My memories of Illinois center on two people: Susan Sensemann and Glen Bradshaw, MA ’50 FAA, the art and design professors who had the biggest impact on me as an artist.
I will never forget the beginning of my freshman year, taking Ms. Sensemann’s Drawing 1 class. On the first day, I felt nervous about being a new student from a small high school, starting at a big university. And on the second day, all I felt was shock—shock, because I arrived in our classroom at the Armory, only to find a nude male model! I had expected to draw a still life!
Thankfully, as the semester progressed, my nervousness (and shock!) melted away. Ms. Sensemann’s style put me at ease, and I was impressed by her knowledge and expertise. I not only enjoyed hearing her talk about art, but also loved the way she used complementary colors in her work. I made it a priority to see her paintings whenever she exhibited on campus, and to try some of her shading techniques in my own work.
Fast-forward to a few years later: I was a junior high art teacher, on a field trip at the Art Institute of Chicago with my eighth-graders, when a painting in a familiar style caught my eye. It was by Ms. Sensemann! I couldn’t believe it! She had achieved every painter’s ultimate goal—the Art Institute. I felt overjoyed for her and, of course, bragged to my students that she had been my professor.
Another professor I like to brag about is Glenn Bradshaw. He taught Figure Painting II during my senior year and gave me some advice that still rings true: have conviction in your work; paint on larger canvases; and closely study the work of other artists. Those suggestions started paying dividends right away, with my final project for the class, a self-portrait modeled after that of Max Beckmann.
I was delighted when that painting was selected for the senior exhibit in the Art + Design Building. I had wanted to be a painting major all along, but ended up in the “more practical” major of art education, at the urging of my father. As an art ed major, I didn’t expect to be included, so I felt very honored.
More than 40 years passed. I raised a family, taught art, and painted a few things here and there to decorate my house, but painting was not a big part of my life. But now, I am retired, my children are grown, and I am finally painting again—doing something that I feel I was born to do.

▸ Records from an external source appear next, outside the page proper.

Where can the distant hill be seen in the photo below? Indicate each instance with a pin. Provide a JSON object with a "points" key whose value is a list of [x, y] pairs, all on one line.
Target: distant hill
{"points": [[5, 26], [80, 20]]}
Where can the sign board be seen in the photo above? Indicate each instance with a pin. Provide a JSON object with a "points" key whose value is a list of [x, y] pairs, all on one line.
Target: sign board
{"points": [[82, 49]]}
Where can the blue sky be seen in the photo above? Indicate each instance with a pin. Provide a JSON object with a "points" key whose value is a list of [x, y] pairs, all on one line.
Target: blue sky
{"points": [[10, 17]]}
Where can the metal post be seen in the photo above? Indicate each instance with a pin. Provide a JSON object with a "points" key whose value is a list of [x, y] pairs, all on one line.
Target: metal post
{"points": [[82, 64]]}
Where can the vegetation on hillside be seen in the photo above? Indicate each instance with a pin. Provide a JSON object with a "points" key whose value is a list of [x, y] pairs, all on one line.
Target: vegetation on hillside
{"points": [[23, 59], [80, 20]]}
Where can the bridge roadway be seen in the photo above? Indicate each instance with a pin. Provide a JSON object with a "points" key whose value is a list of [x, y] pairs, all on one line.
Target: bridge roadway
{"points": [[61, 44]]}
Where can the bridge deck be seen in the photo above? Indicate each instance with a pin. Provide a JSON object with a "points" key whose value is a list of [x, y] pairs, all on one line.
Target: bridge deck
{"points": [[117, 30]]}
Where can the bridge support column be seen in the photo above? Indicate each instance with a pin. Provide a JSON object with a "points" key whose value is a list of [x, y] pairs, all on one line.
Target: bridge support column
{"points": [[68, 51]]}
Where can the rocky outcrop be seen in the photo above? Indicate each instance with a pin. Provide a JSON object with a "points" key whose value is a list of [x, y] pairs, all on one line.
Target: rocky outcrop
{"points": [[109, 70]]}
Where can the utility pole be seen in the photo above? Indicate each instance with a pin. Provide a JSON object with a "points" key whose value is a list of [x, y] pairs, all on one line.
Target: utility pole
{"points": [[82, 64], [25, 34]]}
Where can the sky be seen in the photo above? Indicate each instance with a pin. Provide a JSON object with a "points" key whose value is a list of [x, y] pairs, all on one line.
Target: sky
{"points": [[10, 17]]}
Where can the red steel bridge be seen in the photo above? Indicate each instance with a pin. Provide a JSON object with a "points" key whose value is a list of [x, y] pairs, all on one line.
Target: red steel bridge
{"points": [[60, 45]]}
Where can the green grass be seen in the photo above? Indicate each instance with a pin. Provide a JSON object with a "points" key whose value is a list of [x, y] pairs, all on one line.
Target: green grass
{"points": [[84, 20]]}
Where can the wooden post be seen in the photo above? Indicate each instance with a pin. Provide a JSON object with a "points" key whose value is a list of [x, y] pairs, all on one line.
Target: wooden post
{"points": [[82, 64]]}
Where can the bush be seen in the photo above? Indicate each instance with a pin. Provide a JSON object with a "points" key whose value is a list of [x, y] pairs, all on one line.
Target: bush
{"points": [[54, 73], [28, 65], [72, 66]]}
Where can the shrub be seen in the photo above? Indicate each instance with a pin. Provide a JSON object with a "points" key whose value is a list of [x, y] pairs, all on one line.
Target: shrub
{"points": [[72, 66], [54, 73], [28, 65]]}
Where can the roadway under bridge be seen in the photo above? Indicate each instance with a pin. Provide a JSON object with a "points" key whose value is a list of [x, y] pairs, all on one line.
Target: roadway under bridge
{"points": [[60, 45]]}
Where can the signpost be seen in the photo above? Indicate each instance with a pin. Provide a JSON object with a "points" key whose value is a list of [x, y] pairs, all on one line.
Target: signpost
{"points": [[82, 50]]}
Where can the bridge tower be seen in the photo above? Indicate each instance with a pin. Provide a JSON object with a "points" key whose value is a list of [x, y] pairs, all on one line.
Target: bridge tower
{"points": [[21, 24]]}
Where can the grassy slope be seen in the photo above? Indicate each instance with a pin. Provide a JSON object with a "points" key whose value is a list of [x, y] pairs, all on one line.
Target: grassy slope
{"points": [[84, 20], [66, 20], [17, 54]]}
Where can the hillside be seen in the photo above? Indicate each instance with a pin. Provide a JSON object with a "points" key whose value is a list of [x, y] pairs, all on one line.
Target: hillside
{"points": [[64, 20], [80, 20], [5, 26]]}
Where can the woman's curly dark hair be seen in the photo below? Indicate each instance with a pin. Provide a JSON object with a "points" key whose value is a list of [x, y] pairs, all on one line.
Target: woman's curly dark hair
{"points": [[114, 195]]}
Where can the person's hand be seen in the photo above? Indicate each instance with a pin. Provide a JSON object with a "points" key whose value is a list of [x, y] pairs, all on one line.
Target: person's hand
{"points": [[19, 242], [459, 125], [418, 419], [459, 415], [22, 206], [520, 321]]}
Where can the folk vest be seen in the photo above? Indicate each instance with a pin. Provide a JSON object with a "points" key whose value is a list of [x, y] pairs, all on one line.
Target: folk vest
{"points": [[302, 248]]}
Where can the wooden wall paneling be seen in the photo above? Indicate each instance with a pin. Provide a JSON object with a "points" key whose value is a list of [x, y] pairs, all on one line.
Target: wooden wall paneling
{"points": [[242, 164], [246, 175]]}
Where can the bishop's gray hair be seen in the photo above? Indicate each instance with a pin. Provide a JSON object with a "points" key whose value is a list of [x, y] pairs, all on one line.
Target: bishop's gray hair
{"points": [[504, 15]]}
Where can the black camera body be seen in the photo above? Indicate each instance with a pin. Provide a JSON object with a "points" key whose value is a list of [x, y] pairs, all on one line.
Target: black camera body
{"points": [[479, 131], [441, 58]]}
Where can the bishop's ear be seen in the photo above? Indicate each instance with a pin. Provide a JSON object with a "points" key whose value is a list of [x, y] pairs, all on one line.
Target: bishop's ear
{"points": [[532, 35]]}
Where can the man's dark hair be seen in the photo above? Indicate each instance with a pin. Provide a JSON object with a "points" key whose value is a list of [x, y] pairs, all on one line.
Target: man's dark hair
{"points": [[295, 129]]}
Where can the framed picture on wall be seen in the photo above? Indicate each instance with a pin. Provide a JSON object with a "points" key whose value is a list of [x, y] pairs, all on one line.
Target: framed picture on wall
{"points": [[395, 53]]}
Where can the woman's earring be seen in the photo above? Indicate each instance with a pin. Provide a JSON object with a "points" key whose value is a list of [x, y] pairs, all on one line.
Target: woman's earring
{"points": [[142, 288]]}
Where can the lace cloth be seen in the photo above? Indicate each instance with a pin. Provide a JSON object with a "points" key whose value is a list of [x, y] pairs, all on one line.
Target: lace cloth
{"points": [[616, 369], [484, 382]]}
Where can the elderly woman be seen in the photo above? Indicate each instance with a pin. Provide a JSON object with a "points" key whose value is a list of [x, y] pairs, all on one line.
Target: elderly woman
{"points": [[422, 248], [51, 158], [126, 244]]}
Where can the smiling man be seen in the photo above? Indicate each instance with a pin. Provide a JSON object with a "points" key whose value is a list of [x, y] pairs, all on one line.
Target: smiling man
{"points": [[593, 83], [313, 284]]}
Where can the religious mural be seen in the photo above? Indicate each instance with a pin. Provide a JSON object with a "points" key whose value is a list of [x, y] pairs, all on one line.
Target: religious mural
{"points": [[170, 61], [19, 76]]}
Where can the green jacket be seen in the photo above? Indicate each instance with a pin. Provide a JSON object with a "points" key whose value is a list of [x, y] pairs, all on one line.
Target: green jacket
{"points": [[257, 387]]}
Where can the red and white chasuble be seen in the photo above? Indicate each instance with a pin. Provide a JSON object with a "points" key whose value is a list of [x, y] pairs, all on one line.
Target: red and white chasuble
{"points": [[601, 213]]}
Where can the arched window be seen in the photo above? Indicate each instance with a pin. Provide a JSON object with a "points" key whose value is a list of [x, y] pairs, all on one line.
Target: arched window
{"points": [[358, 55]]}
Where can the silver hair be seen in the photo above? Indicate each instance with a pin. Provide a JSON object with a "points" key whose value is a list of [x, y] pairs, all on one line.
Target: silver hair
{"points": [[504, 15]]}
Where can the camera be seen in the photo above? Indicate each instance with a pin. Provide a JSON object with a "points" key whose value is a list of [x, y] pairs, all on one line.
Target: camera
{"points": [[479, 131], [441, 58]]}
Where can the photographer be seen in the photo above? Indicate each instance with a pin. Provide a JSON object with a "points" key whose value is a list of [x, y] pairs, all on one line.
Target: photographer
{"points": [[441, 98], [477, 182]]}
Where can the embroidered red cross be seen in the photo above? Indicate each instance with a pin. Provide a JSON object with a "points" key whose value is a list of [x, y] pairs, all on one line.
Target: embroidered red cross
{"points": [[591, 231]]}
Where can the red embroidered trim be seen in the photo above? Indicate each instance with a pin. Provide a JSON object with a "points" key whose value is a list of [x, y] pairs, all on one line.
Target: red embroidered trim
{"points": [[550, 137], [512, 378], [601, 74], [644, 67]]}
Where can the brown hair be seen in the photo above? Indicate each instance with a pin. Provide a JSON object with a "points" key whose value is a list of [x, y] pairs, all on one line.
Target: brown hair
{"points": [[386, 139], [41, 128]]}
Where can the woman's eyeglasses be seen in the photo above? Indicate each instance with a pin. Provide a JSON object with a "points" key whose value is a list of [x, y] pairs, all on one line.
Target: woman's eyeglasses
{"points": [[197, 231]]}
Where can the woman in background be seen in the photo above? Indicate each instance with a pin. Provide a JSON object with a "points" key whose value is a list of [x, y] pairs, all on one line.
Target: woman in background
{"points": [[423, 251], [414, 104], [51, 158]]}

Fortunately, all the lessons I learned at the U of I have stayed with me, and I am proof that it’s never too late to be all that you can be! —Edited by Ryan A. Ross
Felice Sherwin Polson spent her entire 34-year career in Des Plaines [Ill.] School District 62, teaching junior high art and grades K–2. Now retired to Arizona, she enjoys hiking and painting in her new environment and living in her age 55-plus active community, which she describes as “the senior version of college.”